4 6oz portions of swordfish
Salt and Pepper
Olive Oil
1 Cucumber
2-3 plum tomatoes
1/2 Jalapeño pepper
1 lime
To make the salsa, peel the cucumber and cut in half lengthwise.
Using a spoon, remove the seeds from the cucumber.
Cut in long strips, then dice into 1/4 inch cubes and place into a bowl.
Halve the tomatoes, and remove the seeds with the spoon.
Dice and add to the bowl.
Halve the jalapeño and remove the seeds. (Use the whole thing if you like it spicier)
Dice and add to the bowl.
Juice the lime and add it to the bowl.
Add 2-3 tbsp good, unfiltered olive oil.
Add Salt and pepper to taste.
Mix to combine and set aside to let the flavors mingle and meld together.

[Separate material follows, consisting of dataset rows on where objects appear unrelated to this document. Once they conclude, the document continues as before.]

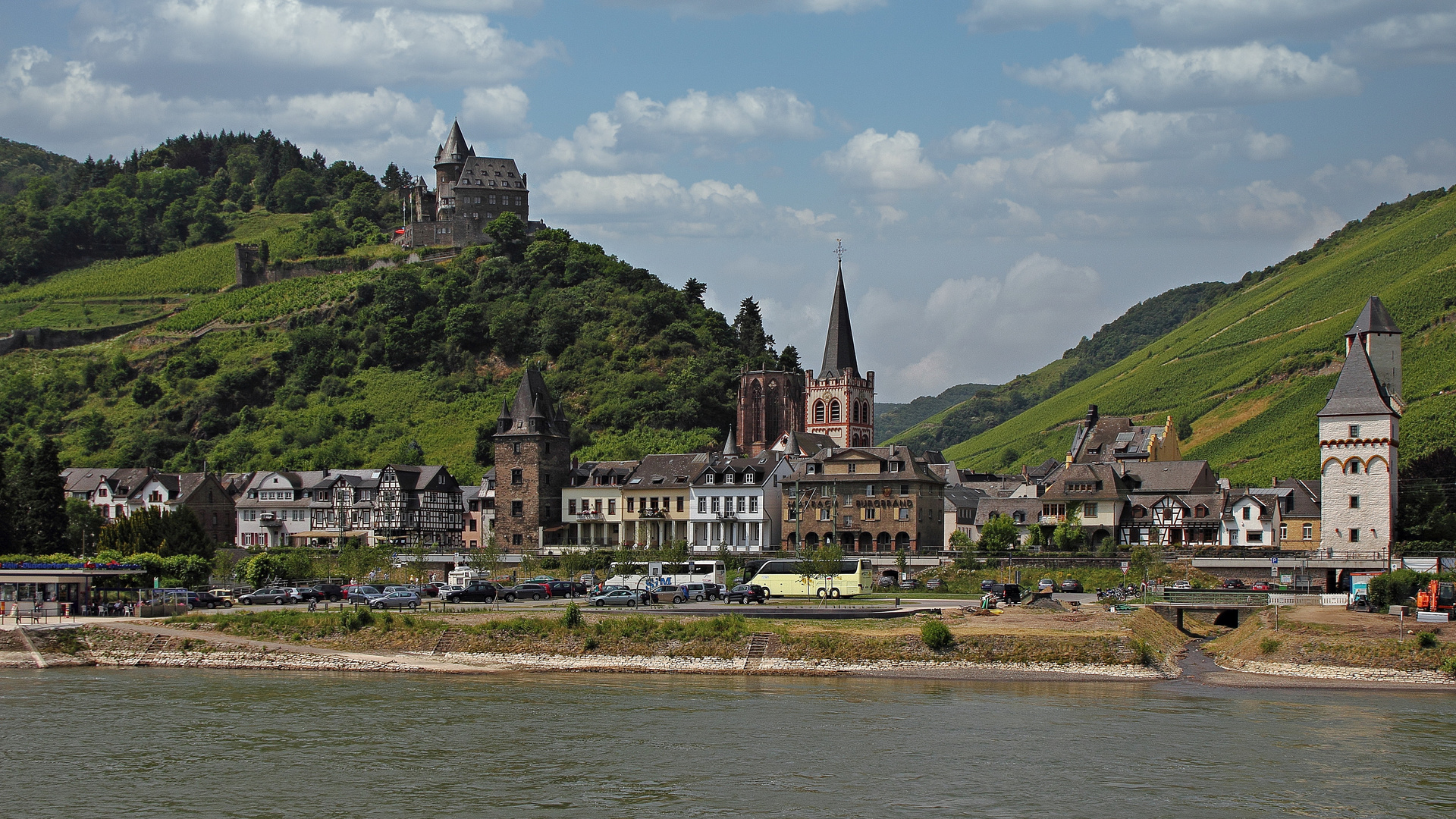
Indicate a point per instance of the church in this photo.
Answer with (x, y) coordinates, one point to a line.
(795, 411)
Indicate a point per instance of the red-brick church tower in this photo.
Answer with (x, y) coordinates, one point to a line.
(839, 403)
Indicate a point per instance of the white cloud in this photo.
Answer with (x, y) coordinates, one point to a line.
(748, 114)
(384, 46)
(1209, 76)
(1407, 38)
(495, 111)
(883, 162)
(1209, 20)
(734, 8)
(979, 327)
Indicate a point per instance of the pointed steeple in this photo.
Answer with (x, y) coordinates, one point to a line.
(1357, 392)
(730, 445)
(839, 346)
(455, 150)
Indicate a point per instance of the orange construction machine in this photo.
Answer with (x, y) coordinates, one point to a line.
(1436, 598)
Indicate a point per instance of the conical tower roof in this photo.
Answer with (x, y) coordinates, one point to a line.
(1357, 392)
(839, 346)
(1375, 318)
(455, 150)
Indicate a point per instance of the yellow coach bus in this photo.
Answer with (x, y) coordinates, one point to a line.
(783, 579)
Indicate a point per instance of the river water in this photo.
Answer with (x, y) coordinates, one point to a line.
(175, 742)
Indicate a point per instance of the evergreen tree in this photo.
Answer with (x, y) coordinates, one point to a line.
(695, 290)
(753, 341)
(39, 491)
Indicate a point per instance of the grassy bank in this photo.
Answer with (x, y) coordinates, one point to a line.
(1324, 637)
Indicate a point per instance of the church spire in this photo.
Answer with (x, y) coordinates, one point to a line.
(839, 346)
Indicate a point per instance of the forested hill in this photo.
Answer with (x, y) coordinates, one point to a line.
(990, 406)
(1245, 376)
(367, 366)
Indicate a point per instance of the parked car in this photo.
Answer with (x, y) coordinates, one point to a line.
(613, 598)
(473, 592)
(523, 592)
(669, 595)
(209, 601)
(746, 594)
(699, 591)
(402, 599)
(363, 594)
(270, 596)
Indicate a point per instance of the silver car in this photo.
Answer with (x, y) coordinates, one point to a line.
(397, 601)
(615, 598)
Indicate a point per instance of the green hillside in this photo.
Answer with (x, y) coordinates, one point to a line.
(1251, 371)
(894, 419)
(1139, 325)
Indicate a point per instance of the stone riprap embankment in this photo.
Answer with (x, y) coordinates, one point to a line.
(1310, 670)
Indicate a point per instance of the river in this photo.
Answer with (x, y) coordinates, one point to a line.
(177, 742)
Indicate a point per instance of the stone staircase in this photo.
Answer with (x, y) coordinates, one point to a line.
(446, 642)
(762, 646)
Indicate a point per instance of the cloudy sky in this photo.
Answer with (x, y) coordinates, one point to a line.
(1006, 175)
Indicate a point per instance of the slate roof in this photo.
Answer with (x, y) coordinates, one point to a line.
(839, 344)
(1357, 392)
(1373, 318)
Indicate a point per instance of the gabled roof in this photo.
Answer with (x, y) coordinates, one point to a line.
(839, 344)
(1373, 318)
(1357, 392)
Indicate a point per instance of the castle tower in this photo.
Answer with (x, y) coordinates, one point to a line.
(449, 164)
(1359, 436)
(532, 465)
(840, 403)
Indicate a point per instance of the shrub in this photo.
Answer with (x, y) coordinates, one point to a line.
(937, 635)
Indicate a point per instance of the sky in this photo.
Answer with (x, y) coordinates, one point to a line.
(1005, 175)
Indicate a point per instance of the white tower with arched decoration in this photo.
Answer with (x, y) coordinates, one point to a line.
(1359, 436)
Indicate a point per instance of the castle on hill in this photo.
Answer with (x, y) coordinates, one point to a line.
(469, 193)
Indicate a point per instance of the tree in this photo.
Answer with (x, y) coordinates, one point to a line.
(998, 535)
(509, 234)
(695, 290)
(39, 500)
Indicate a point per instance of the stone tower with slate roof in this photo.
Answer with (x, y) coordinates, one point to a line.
(840, 401)
(532, 465)
(1359, 438)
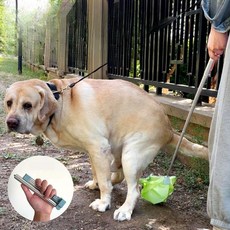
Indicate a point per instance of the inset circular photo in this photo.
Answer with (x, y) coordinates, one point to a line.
(40, 188)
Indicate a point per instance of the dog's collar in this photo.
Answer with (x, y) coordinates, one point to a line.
(53, 88)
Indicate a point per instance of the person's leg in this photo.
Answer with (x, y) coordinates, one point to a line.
(218, 204)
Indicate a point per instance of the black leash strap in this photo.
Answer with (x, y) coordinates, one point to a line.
(56, 92)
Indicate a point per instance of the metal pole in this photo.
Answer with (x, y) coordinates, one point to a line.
(18, 30)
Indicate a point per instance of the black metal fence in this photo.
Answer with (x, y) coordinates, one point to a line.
(160, 43)
(77, 38)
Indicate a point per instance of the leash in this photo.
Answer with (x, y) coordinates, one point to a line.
(57, 93)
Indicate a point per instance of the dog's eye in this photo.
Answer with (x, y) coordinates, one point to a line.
(9, 103)
(27, 106)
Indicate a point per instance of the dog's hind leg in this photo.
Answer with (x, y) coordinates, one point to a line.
(135, 159)
(92, 184)
(101, 162)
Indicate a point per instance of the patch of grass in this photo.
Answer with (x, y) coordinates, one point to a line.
(9, 155)
(2, 211)
(193, 178)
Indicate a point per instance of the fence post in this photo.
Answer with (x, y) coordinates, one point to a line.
(97, 36)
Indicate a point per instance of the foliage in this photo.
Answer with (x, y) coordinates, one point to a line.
(2, 30)
(9, 66)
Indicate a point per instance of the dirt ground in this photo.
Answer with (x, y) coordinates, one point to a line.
(185, 209)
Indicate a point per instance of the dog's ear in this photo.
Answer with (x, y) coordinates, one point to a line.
(48, 104)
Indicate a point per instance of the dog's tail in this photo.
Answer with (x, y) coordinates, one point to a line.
(187, 147)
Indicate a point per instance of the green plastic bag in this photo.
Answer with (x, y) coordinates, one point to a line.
(156, 189)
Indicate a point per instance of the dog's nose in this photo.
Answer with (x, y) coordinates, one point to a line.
(12, 123)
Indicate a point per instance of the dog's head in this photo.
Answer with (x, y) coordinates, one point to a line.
(29, 105)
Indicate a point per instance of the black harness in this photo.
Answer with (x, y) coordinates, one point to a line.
(53, 88)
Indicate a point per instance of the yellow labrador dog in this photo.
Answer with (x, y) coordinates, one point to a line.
(118, 124)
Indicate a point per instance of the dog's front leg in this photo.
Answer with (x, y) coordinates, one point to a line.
(101, 163)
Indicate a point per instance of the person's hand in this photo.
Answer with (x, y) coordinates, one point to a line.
(41, 208)
(216, 44)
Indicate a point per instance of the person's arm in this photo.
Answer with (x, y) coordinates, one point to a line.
(218, 13)
(42, 210)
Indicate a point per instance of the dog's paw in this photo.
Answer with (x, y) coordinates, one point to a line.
(122, 214)
(92, 184)
(100, 205)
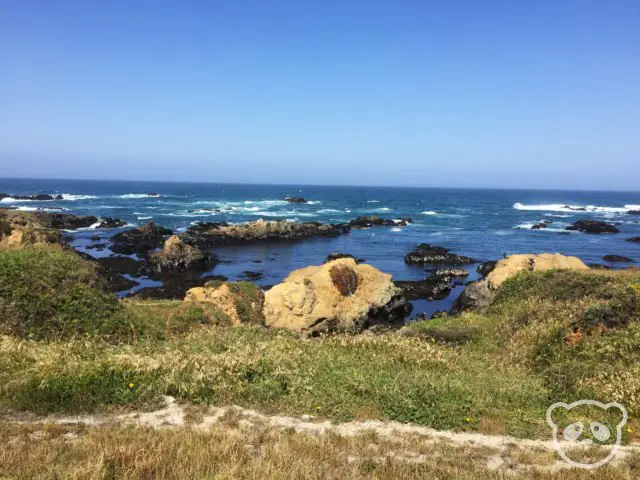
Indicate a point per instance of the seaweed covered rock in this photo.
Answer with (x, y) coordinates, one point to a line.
(241, 302)
(593, 226)
(432, 255)
(178, 256)
(337, 296)
(140, 240)
(209, 235)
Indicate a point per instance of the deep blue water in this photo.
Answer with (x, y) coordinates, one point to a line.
(483, 224)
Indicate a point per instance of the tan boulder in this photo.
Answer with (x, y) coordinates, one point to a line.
(242, 302)
(337, 296)
(514, 264)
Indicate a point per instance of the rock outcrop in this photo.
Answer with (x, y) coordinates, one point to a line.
(431, 255)
(242, 302)
(140, 240)
(295, 200)
(480, 294)
(337, 296)
(19, 229)
(178, 256)
(209, 235)
(593, 226)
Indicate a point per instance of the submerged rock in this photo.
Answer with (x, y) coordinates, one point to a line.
(140, 240)
(295, 200)
(209, 235)
(617, 258)
(178, 256)
(427, 254)
(376, 221)
(593, 226)
(486, 268)
(337, 296)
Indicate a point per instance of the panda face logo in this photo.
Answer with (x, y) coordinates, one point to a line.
(597, 432)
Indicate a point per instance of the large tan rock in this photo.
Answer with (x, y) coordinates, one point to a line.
(514, 264)
(480, 294)
(242, 302)
(337, 296)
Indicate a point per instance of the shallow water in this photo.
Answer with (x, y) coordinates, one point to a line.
(483, 224)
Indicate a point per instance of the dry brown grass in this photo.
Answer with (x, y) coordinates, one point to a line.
(229, 451)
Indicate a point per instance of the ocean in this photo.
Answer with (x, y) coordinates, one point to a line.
(482, 224)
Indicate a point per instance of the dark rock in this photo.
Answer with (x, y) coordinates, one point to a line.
(140, 240)
(431, 288)
(598, 266)
(123, 265)
(593, 226)
(392, 314)
(98, 246)
(486, 268)
(451, 272)
(335, 256)
(109, 222)
(177, 256)
(210, 235)
(617, 258)
(66, 221)
(427, 254)
(376, 221)
(476, 295)
(295, 200)
(251, 275)
(542, 224)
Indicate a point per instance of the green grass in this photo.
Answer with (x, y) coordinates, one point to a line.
(543, 340)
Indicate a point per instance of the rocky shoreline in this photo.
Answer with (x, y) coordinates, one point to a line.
(184, 261)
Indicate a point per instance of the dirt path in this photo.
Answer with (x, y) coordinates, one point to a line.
(498, 448)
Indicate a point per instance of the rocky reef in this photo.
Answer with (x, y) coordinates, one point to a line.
(593, 226)
(210, 235)
(337, 296)
(432, 255)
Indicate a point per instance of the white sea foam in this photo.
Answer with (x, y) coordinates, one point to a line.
(563, 207)
(72, 197)
(137, 195)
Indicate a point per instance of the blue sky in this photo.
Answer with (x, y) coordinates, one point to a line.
(458, 93)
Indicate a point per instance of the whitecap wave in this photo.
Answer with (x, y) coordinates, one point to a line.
(72, 197)
(563, 207)
(137, 195)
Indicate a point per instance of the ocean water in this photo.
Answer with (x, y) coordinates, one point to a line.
(482, 224)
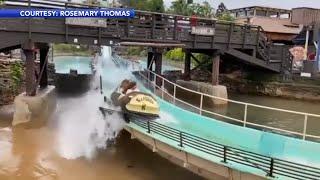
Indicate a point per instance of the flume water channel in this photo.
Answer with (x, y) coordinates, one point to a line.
(77, 143)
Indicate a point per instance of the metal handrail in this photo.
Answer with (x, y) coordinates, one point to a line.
(272, 167)
(62, 4)
(244, 121)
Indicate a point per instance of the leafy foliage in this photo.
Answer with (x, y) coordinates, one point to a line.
(183, 7)
(136, 51)
(146, 5)
(175, 54)
(16, 75)
(223, 14)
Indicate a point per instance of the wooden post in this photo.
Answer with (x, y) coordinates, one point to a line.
(28, 50)
(44, 66)
(187, 65)
(149, 60)
(158, 62)
(175, 29)
(215, 68)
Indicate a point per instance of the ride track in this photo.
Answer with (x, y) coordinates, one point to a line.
(245, 149)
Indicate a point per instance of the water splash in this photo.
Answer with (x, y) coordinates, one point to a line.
(82, 129)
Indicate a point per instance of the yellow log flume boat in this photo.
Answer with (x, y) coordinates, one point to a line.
(134, 104)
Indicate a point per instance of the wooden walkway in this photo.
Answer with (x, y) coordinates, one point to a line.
(246, 43)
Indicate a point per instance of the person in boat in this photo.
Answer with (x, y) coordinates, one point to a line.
(132, 87)
(124, 86)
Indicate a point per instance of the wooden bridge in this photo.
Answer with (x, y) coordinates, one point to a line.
(248, 44)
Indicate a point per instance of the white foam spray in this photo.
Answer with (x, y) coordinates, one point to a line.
(82, 129)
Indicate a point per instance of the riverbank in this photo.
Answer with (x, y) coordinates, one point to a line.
(289, 90)
(166, 62)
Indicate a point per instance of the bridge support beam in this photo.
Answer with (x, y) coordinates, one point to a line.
(150, 60)
(158, 62)
(28, 50)
(187, 65)
(215, 68)
(44, 66)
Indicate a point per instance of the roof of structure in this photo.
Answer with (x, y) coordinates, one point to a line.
(275, 25)
(262, 8)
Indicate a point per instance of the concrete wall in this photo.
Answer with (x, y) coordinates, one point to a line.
(7, 86)
(197, 165)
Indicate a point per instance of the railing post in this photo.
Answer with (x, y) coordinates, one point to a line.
(101, 85)
(305, 123)
(127, 28)
(245, 115)
(149, 129)
(201, 104)
(270, 174)
(162, 88)
(153, 26)
(148, 80)
(174, 93)
(175, 32)
(224, 154)
(181, 139)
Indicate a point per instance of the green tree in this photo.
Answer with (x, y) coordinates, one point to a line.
(183, 7)
(155, 6)
(202, 10)
(223, 14)
(145, 5)
(180, 7)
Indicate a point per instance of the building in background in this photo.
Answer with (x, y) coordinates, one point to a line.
(275, 22)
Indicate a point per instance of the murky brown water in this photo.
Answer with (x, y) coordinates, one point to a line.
(29, 153)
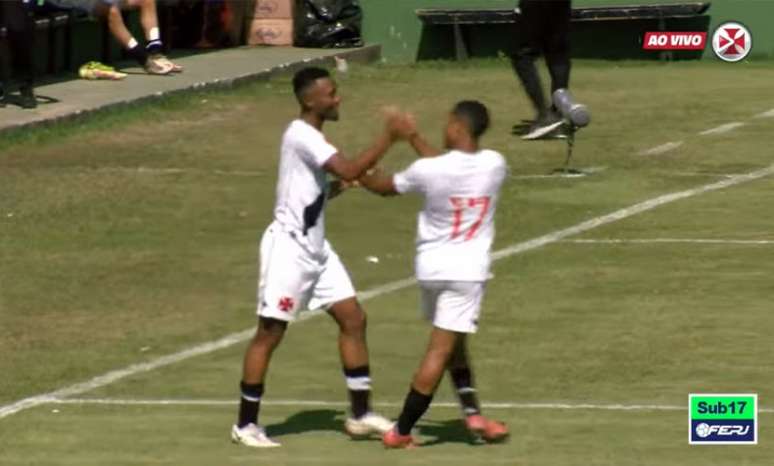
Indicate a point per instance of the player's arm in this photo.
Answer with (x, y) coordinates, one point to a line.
(398, 125)
(350, 170)
(336, 187)
(421, 146)
(379, 182)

Liberally oil both sides of the swordfish, and sprinkle with salt and pepper.
Over direct, medium high heat – grill the fish 6-8 min a side till cooked through.
I like to serve the fish on the plate with a generous spoon or two of the salsa on top. The salsa really brightens up the fish. I typically serve this with a fruity spinach salad and steamed broccolini.